No meditation today. I’m allowing my brain and body to lie fallow for a few days. But, here an excerpt from a forthcoming article I wrote to comfort, prod, and stir up your theological imaginations. — D.
There’s a Gaelic tale that might help us see this more clearly: the story of Tuan mac Cairill (Too-an mock Kar-ill), a man who lived through ages by becoming. Tuan does not rebel against time’s cycles, nor does he flee the flow of what he is and what he might become. Instead, he leans into it. When his tribe is wiped away, he is transformed—into a stag bounding through forests, a wildness tempered with sorrow. Then into a hawk soaring above the wide green land, seeing all from the sky’s bright heights. Then into a salmon, navigating rivers that shimmer with ancient babbling. Each form bears the wisdom of the last. Nothing is discarded; all is preserved, layered, renewed.
This, surely, is the Christian imagination at work. Renewal isn’t an escape or an amputation of what came before—it’s the ripening of one thing into another, a weaving of old wounds into glory. To be made new in Christ is not to erase ourselves but to be made to live into the fullness of our being.
Scars remain, yet they gleam with the light of resurrection. “New” here isn’t shallow or disposable; it’s the work of God’s hands that mend and restore.
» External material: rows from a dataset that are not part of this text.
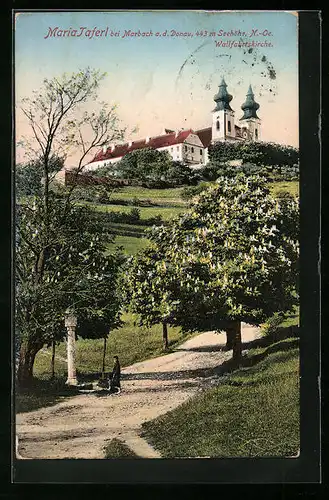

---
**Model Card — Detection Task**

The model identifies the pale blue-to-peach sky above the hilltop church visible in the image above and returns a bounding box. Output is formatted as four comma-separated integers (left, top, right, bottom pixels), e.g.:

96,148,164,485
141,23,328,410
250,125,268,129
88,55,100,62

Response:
15,11,298,164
But look at the modern cry for renewal: it is a house built on sand. A culture intoxicated with speed and surface will not ask what is being lost in the rush to reinvent. When we chant “new year, new me,” we flatten time into something mechanical—a cog to be reset rather than a sacred rhythm to inhabit. The old is something to discard, the self a product to be endlessly retooled. Yet each new version of ourselves only sharpens the gnawing ache, a sense that no amount of self-sculpting can satisfy the hunger for a deeper renewal.
Compare that hollow call with another ancient Gaelic tale, The Children of Lir. Here we see the meaning of true transformation, steeped not in self-will but in the rhythms of grace and suffering. Lir’s children are cursed to live as swans for nine hundred years, exiled to a landscape of cold waves and lonely skies. Yet the story ripens in those long years. The swans do not escape their pain but carry it, singing into it, letting the sorrow bloom into something beautiful and eternal. When their exile ends and their human forms are restored, it is only for a moment. The monk’s faith ushers them into a final transformation—not a return to what was, but a redemption that lifts them into eternity itself.
D.
Rest up D, and thank you for this lovely gift.